Modi has been in charge for seven years now. The mid-way point of his second term is just a few months away. If all was going well, there would not be the need to shed 12 ministers or to expand the council of ministers so tremendously. Modi 2.0 needed a reset.

When Modi came to power in 2014, it was common to talk of the BJP as a party with a talent deficiency – a critique underlined by Amit Shah’s willingness to embrace turncoats from other parties over the years. Yet Modi’s far-smaller original council of ministers was portrayed as a sign that he intended to live up to his promise of “minimum government”.

In some ways, this major overhaul is both an acknowledgment of the failures of that approach, as well as an opportunity to promote some of the talent that the party has nurtured or recruited – as with Congress rebel Jyotiraditia Scindia who was parachuted into a cabinet post.

After his thumping re-election in 2019, Modi prioritised issues at the heart of his Hindutva project, such as Kashmir, the Ram temple, the Citizenship Act amendments, rather than developmental ones.

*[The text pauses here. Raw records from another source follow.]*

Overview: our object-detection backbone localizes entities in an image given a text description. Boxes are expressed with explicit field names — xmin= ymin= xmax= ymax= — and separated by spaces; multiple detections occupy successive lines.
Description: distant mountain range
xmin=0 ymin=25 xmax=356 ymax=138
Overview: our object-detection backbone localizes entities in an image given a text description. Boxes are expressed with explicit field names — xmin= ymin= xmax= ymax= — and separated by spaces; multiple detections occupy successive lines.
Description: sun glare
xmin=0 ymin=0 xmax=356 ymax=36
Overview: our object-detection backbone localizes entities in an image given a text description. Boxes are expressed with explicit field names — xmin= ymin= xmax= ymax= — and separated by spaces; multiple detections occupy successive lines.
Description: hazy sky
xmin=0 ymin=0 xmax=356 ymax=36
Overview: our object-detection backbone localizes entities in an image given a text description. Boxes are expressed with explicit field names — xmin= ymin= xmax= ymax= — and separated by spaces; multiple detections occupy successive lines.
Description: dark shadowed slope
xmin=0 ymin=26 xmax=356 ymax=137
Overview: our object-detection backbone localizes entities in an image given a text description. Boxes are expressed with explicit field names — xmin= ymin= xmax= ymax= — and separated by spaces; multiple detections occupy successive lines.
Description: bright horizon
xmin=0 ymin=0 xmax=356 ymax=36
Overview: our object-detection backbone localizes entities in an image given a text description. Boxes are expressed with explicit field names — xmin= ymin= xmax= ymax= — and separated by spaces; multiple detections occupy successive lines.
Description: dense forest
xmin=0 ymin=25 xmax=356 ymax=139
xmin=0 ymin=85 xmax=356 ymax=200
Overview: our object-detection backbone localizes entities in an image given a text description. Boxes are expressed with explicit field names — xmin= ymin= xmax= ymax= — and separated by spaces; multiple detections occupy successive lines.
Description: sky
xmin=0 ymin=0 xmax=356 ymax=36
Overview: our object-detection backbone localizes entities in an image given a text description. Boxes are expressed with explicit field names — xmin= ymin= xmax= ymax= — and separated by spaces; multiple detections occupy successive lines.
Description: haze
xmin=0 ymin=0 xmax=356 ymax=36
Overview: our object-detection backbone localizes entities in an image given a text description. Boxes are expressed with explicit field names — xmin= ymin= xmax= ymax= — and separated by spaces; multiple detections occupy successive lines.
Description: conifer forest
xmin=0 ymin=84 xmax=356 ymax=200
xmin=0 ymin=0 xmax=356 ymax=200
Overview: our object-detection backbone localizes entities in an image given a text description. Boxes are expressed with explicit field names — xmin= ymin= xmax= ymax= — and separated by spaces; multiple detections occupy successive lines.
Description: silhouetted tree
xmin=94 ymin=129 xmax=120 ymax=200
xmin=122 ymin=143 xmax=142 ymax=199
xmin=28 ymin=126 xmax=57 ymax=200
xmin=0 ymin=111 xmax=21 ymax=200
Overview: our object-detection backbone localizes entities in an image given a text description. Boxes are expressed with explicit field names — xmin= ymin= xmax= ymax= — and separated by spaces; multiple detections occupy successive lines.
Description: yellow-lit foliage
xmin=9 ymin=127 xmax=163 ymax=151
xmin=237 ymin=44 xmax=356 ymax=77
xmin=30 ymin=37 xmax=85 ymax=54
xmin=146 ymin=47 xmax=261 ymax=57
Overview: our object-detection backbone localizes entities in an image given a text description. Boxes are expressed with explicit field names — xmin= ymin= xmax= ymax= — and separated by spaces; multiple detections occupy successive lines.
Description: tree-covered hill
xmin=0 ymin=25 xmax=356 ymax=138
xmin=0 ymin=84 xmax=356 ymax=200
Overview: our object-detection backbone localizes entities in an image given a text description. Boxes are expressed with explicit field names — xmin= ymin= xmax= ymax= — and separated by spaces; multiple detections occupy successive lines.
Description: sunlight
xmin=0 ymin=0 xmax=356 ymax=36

Two of those have run aground, while the one major reform move – the farm laws – is also floundering.

In other words, even without the spectre of Covid-19, which undoubtedly shone a harsh light on the misplaced priorities and mishandled governance of the current dispensation, Modi 2.0 may have needed rejigging.

Characteristically, Modi’s decision making appears to be inscrutable even for his top leadership. As the Express reported,

“Many in the ruling establishment are searching for reasons behind the exit of others: DV Sadananda Gowda, Ravi Shankar Prasad, Ramesh Pokhariyal Nishank, and Prakash Javadekar (all Cabinet Ministers) and Santosh Gangwar (MoS Independent Charge).

More so, given the fact that all these ministers consistently – and faithfully – read the government’s brief whether it was on neem-coated urea (Gowda); hobbling Chinese electronics and software app firms and taking Twitter to task for its alleged political bias (Prasad); National Education Policy (Nishank); environmental clearances (Javadekar) or labour codes (Gangwar)...

Sources said the Ministers got no indication of their imminent exit as the final call was taken after calculations of governance and political imperatives made by the government and the party leadership.”

And this brings us to the weakness behind any claim that this is a new-look Modi government.

While the larger numbers and the political calculations are worth unpacking, there is little indication that the central tenets this government upholds and that many hold responsible for the disastrous handling of Covid-19 will change: there is tremendous concentration of power in the Prime Minister’s Office, an obsessive focus on narrative management, utter disdain for consultative policy-making, preference for grand announcements and critics are treated as enemies.

Maybe Modi felt the need to spread the ministerial largesse over a larger set of BJP leaders, just as coalition governments in the past sought to include all their constituents. Maybe the prime minister hoped that doing this mid-way through his term would provide enough time to rectify some of the administration messes in time for 2024. Maybe he had to send a message to some of the senior leaders about their place in the overall set up.

But if all that changes are the faces, and not the principles or the priorities, does anyone realistically expect even a reshuffle of this scale to significantly alter either governance or the way the government is perceived?